Extract article from web page?

Do any Make-connected services have the ability to extract fields of an article on a web page?

Many API services out there exist to do this. I’ve even plugged in one or two via a HTTP call. They extract fields like body, title, images, date etc.
And yes, I’m familiar with scrapers and doing that via Apify with Make.

I also know there are built-in ways to do this in iOS Shortcuts, because iOS has a Content Graph, so Shortcuts can surface those fields natively.

But are there any other options with Make?

I think there is nothing Make itself offers. How about connections?

Howdy!
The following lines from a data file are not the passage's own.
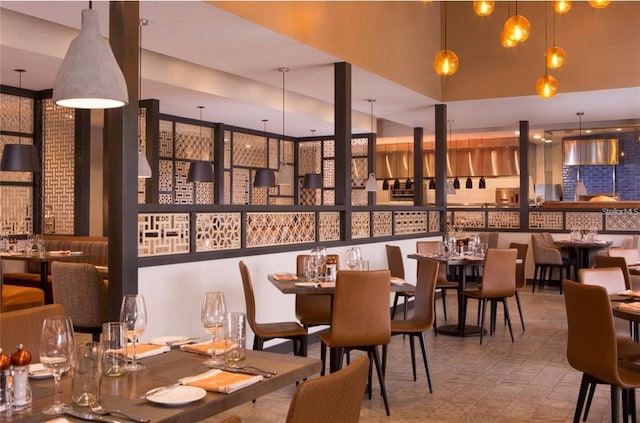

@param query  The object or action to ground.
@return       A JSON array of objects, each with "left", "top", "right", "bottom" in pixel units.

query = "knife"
[
  {"left": 215, "top": 366, "right": 272, "bottom": 378},
  {"left": 63, "top": 407, "right": 125, "bottom": 423}
]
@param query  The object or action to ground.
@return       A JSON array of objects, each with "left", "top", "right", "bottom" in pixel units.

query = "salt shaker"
[
  {"left": 10, "top": 345, "right": 32, "bottom": 410},
  {"left": 0, "top": 348, "right": 11, "bottom": 414},
  {"left": 325, "top": 256, "right": 337, "bottom": 282}
]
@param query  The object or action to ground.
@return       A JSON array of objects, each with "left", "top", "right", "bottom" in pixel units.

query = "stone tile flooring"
[{"left": 207, "top": 287, "right": 618, "bottom": 422}]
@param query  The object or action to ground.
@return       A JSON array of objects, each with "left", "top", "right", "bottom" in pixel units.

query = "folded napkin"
[
  {"left": 390, "top": 277, "right": 406, "bottom": 285},
  {"left": 180, "top": 368, "right": 262, "bottom": 394},
  {"left": 617, "top": 302, "right": 640, "bottom": 312},
  {"left": 127, "top": 343, "right": 170, "bottom": 359},
  {"left": 273, "top": 273, "right": 297, "bottom": 281},
  {"left": 318, "top": 282, "right": 335, "bottom": 288},
  {"left": 49, "top": 250, "right": 71, "bottom": 255},
  {"left": 618, "top": 290, "right": 640, "bottom": 298},
  {"left": 180, "top": 339, "right": 235, "bottom": 356}
]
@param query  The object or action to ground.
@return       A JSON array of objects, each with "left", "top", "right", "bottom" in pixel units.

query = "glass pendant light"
[
  {"left": 275, "top": 67, "right": 293, "bottom": 185},
  {"left": 434, "top": 2, "right": 459, "bottom": 77},
  {"left": 473, "top": 1, "right": 495, "bottom": 16},
  {"left": 1, "top": 69, "right": 39, "bottom": 172},
  {"left": 588, "top": 0, "right": 611, "bottom": 9},
  {"left": 254, "top": 119, "right": 276, "bottom": 187},
  {"left": 187, "top": 106, "right": 214, "bottom": 183},
  {"left": 53, "top": 3, "right": 128, "bottom": 109},
  {"left": 537, "top": 3, "right": 559, "bottom": 99},
  {"left": 554, "top": 0, "right": 572, "bottom": 14},
  {"left": 503, "top": 2, "right": 530, "bottom": 43},
  {"left": 365, "top": 98, "right": 378, "bottom": 192},
  {"left": 546, "top": 10, "right": 566, "bottom": 69}
]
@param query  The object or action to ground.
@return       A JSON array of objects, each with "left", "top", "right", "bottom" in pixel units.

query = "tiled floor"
[{"left": 207, "top": 286, "right": 620, "bottom": 423}]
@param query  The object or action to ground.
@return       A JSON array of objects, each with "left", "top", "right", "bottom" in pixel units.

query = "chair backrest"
[
  {"left": 296, "top": 254, "right": 340, "bottom": 276},
  {"left": 410, "top": 259, "right": 439, "bottom": 329},
  {"left": 594, "top": 255, "right": 632, "bottom": 290},
  {"left": 509, "top": 242, "right": 529, "bottom": 289},
  {"left": 51, "top": 261, "right": 107, "bottom": 329},
  {"left": 0, "top": 303, "right": 65, "bottom": 362},
  {"left": 238, "top": 261, "right": 257, "bottom": 332},
  {"left": 608, "top": 248, "right": 640, "bottom": 265},
  {"left": 479, "top": 232, "right": 499, "bottom": 249},
  {"left": 541, "top": 232, "right": 555, "bottom": 246},
  {"left": 385, "top": 245, "right": 405, "bottom": 280},
  {"left": 563, "top": 280, "right": 620, "bottom": 385},
  {"left": 578, "top": 267, "right": 627, "bottom": 295},
  {"left": 330, "top": 270, "right": 391, "bottom": 347},
  {"left": 286, "top": 355, "right": 369, "bottom": 423},
  {"left": 480, "top": 248, "right": 517, "bottom": 297},
  {"left": 531, "top": 233, "right": 561, "bottom": 265}
]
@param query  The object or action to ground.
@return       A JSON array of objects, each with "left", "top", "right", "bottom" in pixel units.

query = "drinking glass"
[
  {"left": 346, "top": 247, "right": 361, "bottom": 270},
  {"left": 25, "top": 233, "right": 35, "bottom": 254},
  {"left": 35, "top": 234, "right": 45, "bottom": 256},
  {"left": 201, "top": 292, "right": 227, "bottom": 367},
  {"left": 119, "top": 294, "right": 148, "bottom": 371},
  {"left": 314, "top": 247, "right": 328, "bottom": 280},
  {"left": 40, "top": 316, "right": 75, "bottom": 415}
]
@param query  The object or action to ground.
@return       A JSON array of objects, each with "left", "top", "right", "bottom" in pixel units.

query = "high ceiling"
[{"left": 1, "top": 1, "right": 639, "bottom": 141}]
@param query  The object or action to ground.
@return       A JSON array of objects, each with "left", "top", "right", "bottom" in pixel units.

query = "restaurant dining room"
[{"left": 1, "top": 1, "right": 639, "bottom": 422}]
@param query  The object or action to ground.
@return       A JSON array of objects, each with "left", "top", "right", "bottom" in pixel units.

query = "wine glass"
[
  {"left": 25, "top": 233, "right": 35, "bottom": 254},
  {"left": 346, "top": 247, "right": 361, "bottom": 270},
  {"left": 120, "top": 294, "right": 148, "bottom": 371},
  {"left": 40, "top": 316, "right": 74, "bottom": 415},
  {"left": 35, "top": 233, "right": 45, "bottom": 256},
  {"left": 201, "top": 292, "right": 227, "bottom": 367}
]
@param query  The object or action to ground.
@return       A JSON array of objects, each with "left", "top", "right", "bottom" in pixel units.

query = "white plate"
[
  {"left": 70, "top": 251, "right": 83, "bottom": 255},
  {"left": 145, "top": 385, "right": 206, "bottom": 406},
  {"left": 294, "top": 282, "right": 317, "bottom": 287},
  {"left": 149, "top": 336, "right": 192, "bottom": 346}
]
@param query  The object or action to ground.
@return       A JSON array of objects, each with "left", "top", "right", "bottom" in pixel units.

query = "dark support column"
[
  {"left": 434, "top": 105, "right": 447, "bottom": 228},
  {"left": 141, "top": 99, "right": 159, "bottom": 204},
  {"left": 74, "top": 109, "right": 91, "bottom": 234},
  {"left": 105, "top": 1, "right": 139, "bottom": 320},
  {"left": 334, "top": 62, "right": 351, "bottom": 238},
  {"left": 213, "top": 123, "right": 224, "bottom": 204},
  {"left": 519, "top": 120, "right": 530, "bottom": 230},
  {"left": 413, "top": 127, "right": 424, "bottom": 206}
]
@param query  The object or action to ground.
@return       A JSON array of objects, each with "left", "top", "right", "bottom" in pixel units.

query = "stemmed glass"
[
  {"left": 35, "top": 233, "right": 45, "bottom": 256},
  {"left": 40, "top": 316, "right": 74, "bottom": 415},
  {"left": 346, "top": 247, "right": 362, "bottom": 270},
  {"left": 201, "top": 292, "right": 227, "bottom": 367},
  {"left": 120, "top": 294, "right": 148, "bottom": 371},
  {"left": 25, "top": 233, "right": 35, "bottom": 254},
  {"left": 312, "top": 247, "right": 328, "bottom": 280}
]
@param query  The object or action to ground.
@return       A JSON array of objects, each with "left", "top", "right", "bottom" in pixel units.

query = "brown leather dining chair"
[
  {"left": 531, "top": 233, "right": 573, "bottom": 294},
  {"left": 463, "top": 248, "right": 517, "bottom": 344},
  {"left": 294, "top": 254, "right": 339, "bottom": 328},
  {"left": 416, "top": 241, "right": 458, "bottom": 324},
  {"left": 286, "top": 355, "right": 369, "bottom": 423},
  {"left": 595, "top": 254, "right": 640, "bottom": 291},
  {"left": 318, "top": 269, "right": 391, "bottom": 416},
  {"left": 51, "top": 261, "right": 108, "bottom": 342},
  {"left": 238, "top": 261, "right": 308, "bottom": 356},
  {"left": 386, "top": 244, "right": 414, "bottom": 319},
  {"left": 563, "top": 280, "right": 640, "bottom": 423},
  {"left": 383, "top": 258, "right": 439, "bottom": 393}
]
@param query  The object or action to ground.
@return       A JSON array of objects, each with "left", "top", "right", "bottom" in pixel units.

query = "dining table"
[
  {"left": 268, "top": 273, "right": 416, "bottom": 295},
  {"left": 7, "top": 348, "right": 321, "bottom": 423},
  {"left": 408, "top": 253, "right": 487, "bottom": 337},
  {"left": 552, "top": 239, "right": 612, "bottom": 270},
  {"left": 0, "top": 251, "right": 91, "bottom": 296},
  {"left": 611, "top": 296, "right": 640, "bottom": 342}
]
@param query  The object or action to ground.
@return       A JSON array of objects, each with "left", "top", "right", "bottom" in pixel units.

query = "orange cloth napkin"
[
  {"left": 617, "top": 302, "right": 640, "bottom": 312},
  {"left": 126, "top": 343, "right": 170, "bottom": 359},
  {"left": 390, "top": 277, "right": 406, "bottom": 285},
  {"left": 273, "top": 273, "right": 297, "bottom": 281},
  {"left": 180, "top": 339, "right": 235, "bottom": 356},
  {"left": 318, "top": 282, "right": 335, "bottom": 288},
  {"left": 180, "top": 368, "right": 262, "bottom": 394}
]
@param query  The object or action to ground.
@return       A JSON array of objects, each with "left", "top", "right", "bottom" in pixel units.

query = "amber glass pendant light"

So :make: make is not specifically designed with webscraping in mind but…

:question: Do you have a specific use case in mind?
This is easier to answer, related to specific functionality.

You can use the :make: Make HTTP Module for example to login to a page, share cookies with the next HTTP module, to download simple HTML pages behind that login.

Then the Text Parser module to say "extract all images"

This has many limitations depending on a combination of factors…

  • What Frontend framework was used to make the website,
  • Is there dynamic content, and how is it loaded.
  • What antiscraping measures have been taken by the website owner
  • Is the content behind a login wall, and if so
    • How is login handled on the website.
  • Is a frontend framework used to rehydrate statically rendered content?
  • etc,etc.

some of these limitations can be overcome if you have a solid understanding of how to read this part of the chrome dev tools

Depending on the site, and situation.

Over Simplified Baseline

:white_check_mark: APIs
:white_check_mark: non “cross-origin restricted” XHR
:white_check_mark: Basic HTML Pages
:white_check_mark: Statically Rendered Content.
:x: run javascript on page before scraping.

Hope this is helpful.

1 Like

Hi, I’m not asking about scraping generally.

That would require advance knowledge of the mark-up construction of every web page.

See the APIs at https://rapidapi.com/collection/news-article-extractor-api

The services behind them are able to smartly extract body text, title, images etc, no matter the layout, and return them as structured data.

I’m asking if Make either i) has any such native functionality (no) or ii) it supports any direct connections to any similar services.

The alternative is to use one of those APIs again.

The short answer is no:

But some random extra details in case it sparks ideas for you

One exception may be images.
it would be pretty strait forward to look at a news feed, get top “x” links
and get all images on each article within the main make interface.

anything past that would be a heavy lift.

All The apis on that list can be used within make via either:

  1. The HTTP Module.
  2. Make Custom Apps Getting started - Make Apps

different direction
This would be where i would start.

I also noticed that some bookmark apps (like raindrop) feed back quite a lot of data about a page/article to make on request, and can create new book mark lists from make.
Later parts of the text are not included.